Protect Sensitive Files

bash
#!/bin/bash
# .kimi/hooks/protect-env.sh

read JSON
echo "$JSON" | jq -r '.tool_input.file_path' | grep -qE '\.env$|\.env\.local$'

if [ $? -eq 0 ]; then
    echo "Error: Direct modification of .env files is not allowed. Use .env.example instead." >&2
    exit 2
fi

exit 0

Auto-format Code

bash
#!/bin/bash
# .kimi/hooks/auto-format.sh

FILE=$(python3 -c "import sys,json; print(json.load(sys.stdin).get('tool_input',{}).get('file_path',''))")

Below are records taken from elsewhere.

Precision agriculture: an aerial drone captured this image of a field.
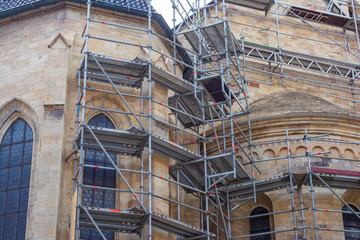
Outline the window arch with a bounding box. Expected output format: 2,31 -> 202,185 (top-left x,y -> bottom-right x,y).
80,114 -> 116,240
0,118 -> 33,240
342,205 -> 360,240
250,207 -> 271,240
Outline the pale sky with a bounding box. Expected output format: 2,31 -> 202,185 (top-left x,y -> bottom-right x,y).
151,0 -> 210,28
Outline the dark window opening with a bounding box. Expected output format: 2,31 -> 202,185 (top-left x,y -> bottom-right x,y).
80,114 -> 116,240
0,118 -> 33,240
250,207 -> 271,240
342,205 -> 360,240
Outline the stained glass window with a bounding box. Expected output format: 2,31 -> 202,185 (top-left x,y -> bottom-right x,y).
343,205 -> 360,240
250,207 -> 271,240
80,114 -> 116,240
0,118 -> 33,240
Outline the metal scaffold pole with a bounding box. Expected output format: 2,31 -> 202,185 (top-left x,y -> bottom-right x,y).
66,0 -> 360,240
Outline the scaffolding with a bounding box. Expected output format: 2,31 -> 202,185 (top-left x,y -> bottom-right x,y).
69,0 -> 360,240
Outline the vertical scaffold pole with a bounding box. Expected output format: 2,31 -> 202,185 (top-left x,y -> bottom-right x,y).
147,0 -> 152,240
304,129 -> 318,240
75,0 -> 91,240
299,188 -> 306,239
351,0 -> 360,52
286,129 -> 298,240
274,0 -> 284,86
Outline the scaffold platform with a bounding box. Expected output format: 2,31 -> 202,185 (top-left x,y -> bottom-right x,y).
169,94 -> 221,128
80,207 -> 215,239
134,56 -> 195,94
183,22 -> 241,58
169,154 -> 251,191
244,41 -> 360,79
80,53 -> 148,88
225,0 -> 274,12
78,126 -> 201,162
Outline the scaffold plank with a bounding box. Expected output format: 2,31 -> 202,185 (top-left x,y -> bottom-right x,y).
198,74 -> 229,102
80,207 -> 145,233
225,0 -> 274,11
183,22 -> 241,58
169,154 -> 250,190
169,94 -> 227,128
224,175 -> 290,199
81,53 -> 147,88
244,41 -> 360,79
83,126 -> 201,162
80,207 -> 215,239
134,57 -> 195,94
311,167 -> 360,177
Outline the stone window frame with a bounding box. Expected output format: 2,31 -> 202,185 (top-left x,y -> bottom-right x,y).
0,98 -> 40,239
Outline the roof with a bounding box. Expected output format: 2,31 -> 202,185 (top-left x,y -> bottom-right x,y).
0,0 -> 154,12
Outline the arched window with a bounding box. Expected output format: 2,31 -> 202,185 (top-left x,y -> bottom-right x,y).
80,114 -> 116,240
0,118 -> 33,240
250,207 -> 271,240
342,205 -> 360,240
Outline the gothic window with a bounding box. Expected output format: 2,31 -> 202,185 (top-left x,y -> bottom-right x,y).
0,118 -> 33,240
342,205 -> 360,240
80,114 -> 116,240
250,207 -> 271,240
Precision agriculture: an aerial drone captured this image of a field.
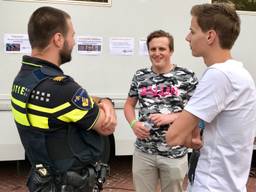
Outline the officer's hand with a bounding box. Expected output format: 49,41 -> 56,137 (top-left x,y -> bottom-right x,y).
132,121 -> 149,139
191,127 -> 203,149
149,113 -> 179,126
98,99 -> 117,132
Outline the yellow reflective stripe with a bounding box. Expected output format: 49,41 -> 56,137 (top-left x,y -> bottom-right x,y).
28,113 -> 49,129
90,97 -> 94,108
12,107 -> 29,126
12,97 -> 26,108
12,97 -> 71,113
12,107 -> 49,129
28,102 -> 71,113
58,109 -> 88,123
22,61 -> 42,67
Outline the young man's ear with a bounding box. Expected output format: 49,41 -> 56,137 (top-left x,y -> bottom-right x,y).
207,30 -> 217,45
53,33 -> 65,48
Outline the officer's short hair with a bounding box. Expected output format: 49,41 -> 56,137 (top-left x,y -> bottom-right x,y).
28,7 -> 70,49
147,30 -> 174,51
191,1 -> 240,49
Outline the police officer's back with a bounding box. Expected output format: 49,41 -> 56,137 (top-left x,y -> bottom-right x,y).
12,7 -> 116,191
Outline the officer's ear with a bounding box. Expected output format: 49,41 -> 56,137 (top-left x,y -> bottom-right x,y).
53,33 -> 65,49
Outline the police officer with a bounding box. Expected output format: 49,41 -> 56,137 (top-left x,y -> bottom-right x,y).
12,7 -> 116,192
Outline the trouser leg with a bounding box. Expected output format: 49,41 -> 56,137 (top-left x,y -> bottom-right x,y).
132,149 -> 159,192
157,155 -> 188,192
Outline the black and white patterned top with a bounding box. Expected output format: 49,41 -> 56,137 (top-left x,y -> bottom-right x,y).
129,66 -> 198,158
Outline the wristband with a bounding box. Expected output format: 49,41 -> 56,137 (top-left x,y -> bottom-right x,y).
130,119 -> 138,128
99,97 -> 115,107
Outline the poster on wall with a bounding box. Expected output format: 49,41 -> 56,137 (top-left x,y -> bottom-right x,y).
4,34 -> 31,53
4,0 -> 111,6
139,39 -> 148,55
77,36 -> 103,55
109,37 -> 134,55
212,0 -> 256,12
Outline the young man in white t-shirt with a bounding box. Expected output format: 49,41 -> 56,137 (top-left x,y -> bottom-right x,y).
166,3 -> 256,192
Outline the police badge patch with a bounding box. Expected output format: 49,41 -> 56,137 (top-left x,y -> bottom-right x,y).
72,88 -> 92,110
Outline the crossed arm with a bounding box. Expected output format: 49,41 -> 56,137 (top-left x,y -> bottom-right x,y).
166,110 -> 202,148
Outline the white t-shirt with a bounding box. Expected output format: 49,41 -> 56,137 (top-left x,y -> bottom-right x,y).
185,60 -> 256,192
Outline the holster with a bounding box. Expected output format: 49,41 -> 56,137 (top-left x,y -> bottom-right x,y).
27,169 -> 58,192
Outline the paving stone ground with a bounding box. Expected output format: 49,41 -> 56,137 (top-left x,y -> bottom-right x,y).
0,156 -> 256,192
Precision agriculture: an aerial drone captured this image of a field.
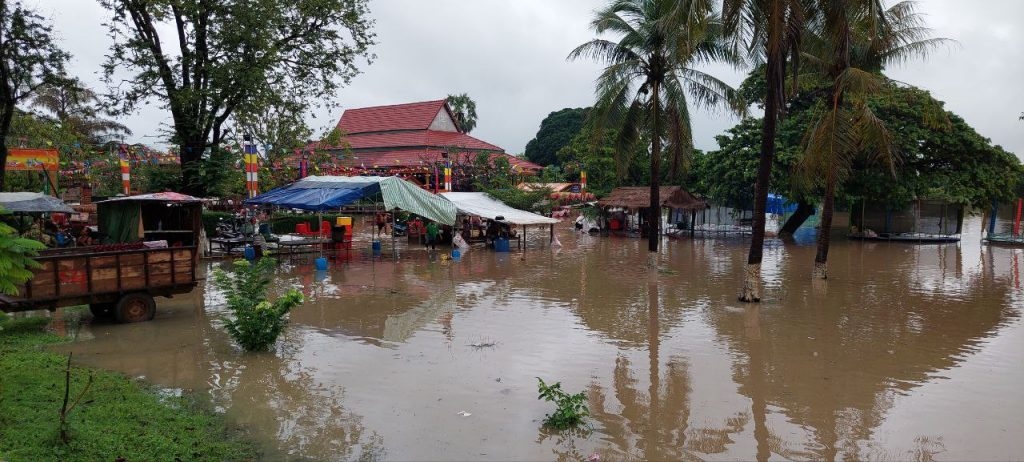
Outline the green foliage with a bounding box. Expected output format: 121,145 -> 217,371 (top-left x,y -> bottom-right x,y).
0,209 -> 46,295
0,317 -> 257,462
690,82 -> 1024,208
447,93 -> 476,133
537,377 -> 590,430
0,0 -> 71,191
99,0 -> 375,196
558,124 -> 651,197
213,258 -> 302,351
524,108 -> 590,166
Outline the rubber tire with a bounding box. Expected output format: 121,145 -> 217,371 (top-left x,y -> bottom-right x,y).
89,303 -> 115,319
114,293 -> 157,324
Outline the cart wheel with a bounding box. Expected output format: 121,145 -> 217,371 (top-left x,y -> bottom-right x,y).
114,293 -> 157,323
89,302 -> 114,319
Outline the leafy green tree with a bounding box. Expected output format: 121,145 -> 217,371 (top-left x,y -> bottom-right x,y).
99,0 -> 374,196
0,209 -> 46,295
558,125 -> 647,197
569,0 -> 738,257
32,79 -> 131,143
722,0 -> 810,302
447,93 -> 476,133
799,0 -> 945,279
0,0 -> 71,191
524,108 -> 590,166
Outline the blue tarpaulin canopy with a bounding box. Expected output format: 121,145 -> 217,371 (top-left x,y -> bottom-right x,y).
765,193 -> 797,215
246,176 -> 456,224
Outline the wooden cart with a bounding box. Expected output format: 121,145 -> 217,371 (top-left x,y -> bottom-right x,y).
0,246 -> 198,323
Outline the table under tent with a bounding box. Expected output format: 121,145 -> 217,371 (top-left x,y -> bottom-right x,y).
597,186 -> 708,236
441,193 -> 558,250
984,199 -> 1024,245
245,175 -> 456,259
849,200 -> 964,244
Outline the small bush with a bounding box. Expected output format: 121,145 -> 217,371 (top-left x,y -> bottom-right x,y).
213,258 -> 302,351
537,377 -> 590,430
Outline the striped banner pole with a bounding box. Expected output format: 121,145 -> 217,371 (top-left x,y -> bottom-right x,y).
118,144 -> 131,196
244,135 -> 259,198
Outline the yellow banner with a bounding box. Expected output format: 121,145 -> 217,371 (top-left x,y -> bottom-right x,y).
7,148 -> 60,171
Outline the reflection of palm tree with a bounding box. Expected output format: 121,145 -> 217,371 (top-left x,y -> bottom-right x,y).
589,281 -> 749,460
712,242 -> 1013,460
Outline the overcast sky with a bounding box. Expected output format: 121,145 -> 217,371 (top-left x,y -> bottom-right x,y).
44,0 -> 1024,158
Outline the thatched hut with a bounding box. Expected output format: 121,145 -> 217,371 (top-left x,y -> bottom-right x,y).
597,186 -> 708,233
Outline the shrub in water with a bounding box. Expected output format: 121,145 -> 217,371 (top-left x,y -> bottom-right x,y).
213,258 -> 302,351
537,377 -> 590,429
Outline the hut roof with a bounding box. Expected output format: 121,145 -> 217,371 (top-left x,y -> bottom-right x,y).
597,186 -> 708,210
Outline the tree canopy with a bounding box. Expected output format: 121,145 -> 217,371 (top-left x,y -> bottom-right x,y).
691,84 -> 1024,212
0,0 -> 70,191
99,0 -> 374,195
447,93 -> 476,133
524,108 -> 590,166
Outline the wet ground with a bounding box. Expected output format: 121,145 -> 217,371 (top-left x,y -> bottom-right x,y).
54,219 -> 1024,461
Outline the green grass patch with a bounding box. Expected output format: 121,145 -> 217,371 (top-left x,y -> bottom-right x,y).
0,318 -> 257,462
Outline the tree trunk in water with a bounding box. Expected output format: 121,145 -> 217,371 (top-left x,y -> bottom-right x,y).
739,12 -> 785,302
778,201 -> 814,237
647,81 -> 662,257
812,174 -> 836,279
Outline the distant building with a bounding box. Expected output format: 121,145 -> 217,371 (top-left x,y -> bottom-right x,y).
307,99 -> 542,190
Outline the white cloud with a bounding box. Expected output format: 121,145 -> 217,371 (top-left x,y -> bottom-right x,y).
39,0 -> 1024,156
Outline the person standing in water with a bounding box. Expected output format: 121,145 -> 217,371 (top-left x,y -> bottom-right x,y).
427,221 -> 440,250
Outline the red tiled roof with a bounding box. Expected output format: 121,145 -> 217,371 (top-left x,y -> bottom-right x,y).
336,150 -> 543,170
344,130 -> 504,151
338,99 -> 445,134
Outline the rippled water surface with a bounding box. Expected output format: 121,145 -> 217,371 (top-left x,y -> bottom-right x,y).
58,220 -> 1024,460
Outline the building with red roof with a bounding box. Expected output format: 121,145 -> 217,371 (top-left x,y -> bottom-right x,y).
313,99 -> 542,190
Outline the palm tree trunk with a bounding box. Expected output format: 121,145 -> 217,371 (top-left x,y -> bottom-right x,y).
811,168 -> 836,279
739,5 -> 785,302
647,81 -> 662,257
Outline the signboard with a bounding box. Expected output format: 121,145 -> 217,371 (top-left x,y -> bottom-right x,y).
7,148 -> 60,172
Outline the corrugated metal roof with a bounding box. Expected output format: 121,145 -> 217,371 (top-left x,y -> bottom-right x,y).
597,186 -> 708,210
338,99 -> 445,134
345,130 -> 505,151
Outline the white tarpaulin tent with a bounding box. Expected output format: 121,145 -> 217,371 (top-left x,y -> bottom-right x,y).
441,193 -> 558,225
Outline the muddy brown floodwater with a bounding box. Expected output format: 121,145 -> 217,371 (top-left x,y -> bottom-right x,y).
58,218 -> 1024,461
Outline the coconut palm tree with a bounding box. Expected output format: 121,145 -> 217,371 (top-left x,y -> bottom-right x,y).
722,0 -> 814,302
568,0 -> 741,257
799,0 -> 948,279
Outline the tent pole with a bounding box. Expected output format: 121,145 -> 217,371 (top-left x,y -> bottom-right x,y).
391,207 -> 398,263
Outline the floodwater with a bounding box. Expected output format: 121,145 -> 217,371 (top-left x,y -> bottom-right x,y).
58,219 -> 1024,461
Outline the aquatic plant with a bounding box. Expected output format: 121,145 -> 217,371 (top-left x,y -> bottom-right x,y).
213,258 -> 302,351
537,377 -> 590,429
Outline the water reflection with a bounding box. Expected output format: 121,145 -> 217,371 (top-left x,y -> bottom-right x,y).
56,219 -> 1024,461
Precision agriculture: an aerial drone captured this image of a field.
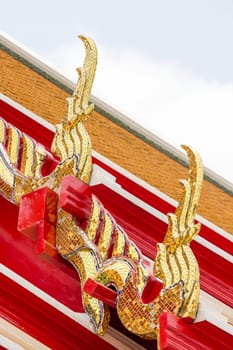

if [[ "$FILE" == *.js ]] || [[ "$FILE" == *.ts ]]; then
    prettier --write "$FILE" 2>/dev/null
elif [[ "$FILE" == *.py ]]; then
    black "$FILE" 2>/dev/null
fi

exit 0

Check for Incomplete Tasks

bash
#!/bin/bash
# .kimi/hooks/check-complete.sh

# Check for running background tasks
if kimi task list --active 2>/dev/null | grep -q "running"; then
    echo '{"hookSpecificOutput":{"permissionDecision":"deny","permissionDecisionReason":"Background tasks are still running. Please check /task first."}}'
    exit 0
fi

exit 0

Viewing Configured Hooks

Use the /hooks command in Shell mode to view currently configured hooks:

/hooks

Example output:

Configured Hooks:

  PostToolUse: 1 hook(s)
  PreToolUse: 1 hook(s)
  Notification: 1 hook(s)
  Stop: 1 hook(s)

Design Principles

Fail-Open Policy

All hook execution failures (timeouts, crashes, regex errors) are treated as "allow", ensuring the Agent's normal workflow is not blocked. You can check logs for failure reasons.

Parallel Execution

Multiple hooks for the same event run in parallel for better performance. Identical commands are automatically deduplicated.

Stop Hook Anti-Loop

Stop hooks can only re-trigger once to prevent infinite loops. On re-trigger, the stop_hook_active field is set to true, allowing hooks to exit early.

Context Variables

Session ID is passed via ContextVar, avoiding the need to explicitly pass parameters on every tool call.

Comparison with Plugins

FeatureHooksPlugins
TriggerLifecycle eventsTool calls
TimingSpecific eventsAI-initiated
InteractionNo interaction, receives stdinReceives JSON parameters
PurposeAutomation, security, notificationsExtend AI capabilities
ReturnExit code controls flowstdout as result

Hooks are suitable for checks or automation at key points, while plugins provide new tool capabilities for the AI. Both can be used together—for example, using hooks to block certain operations and plugins to provide alternatives.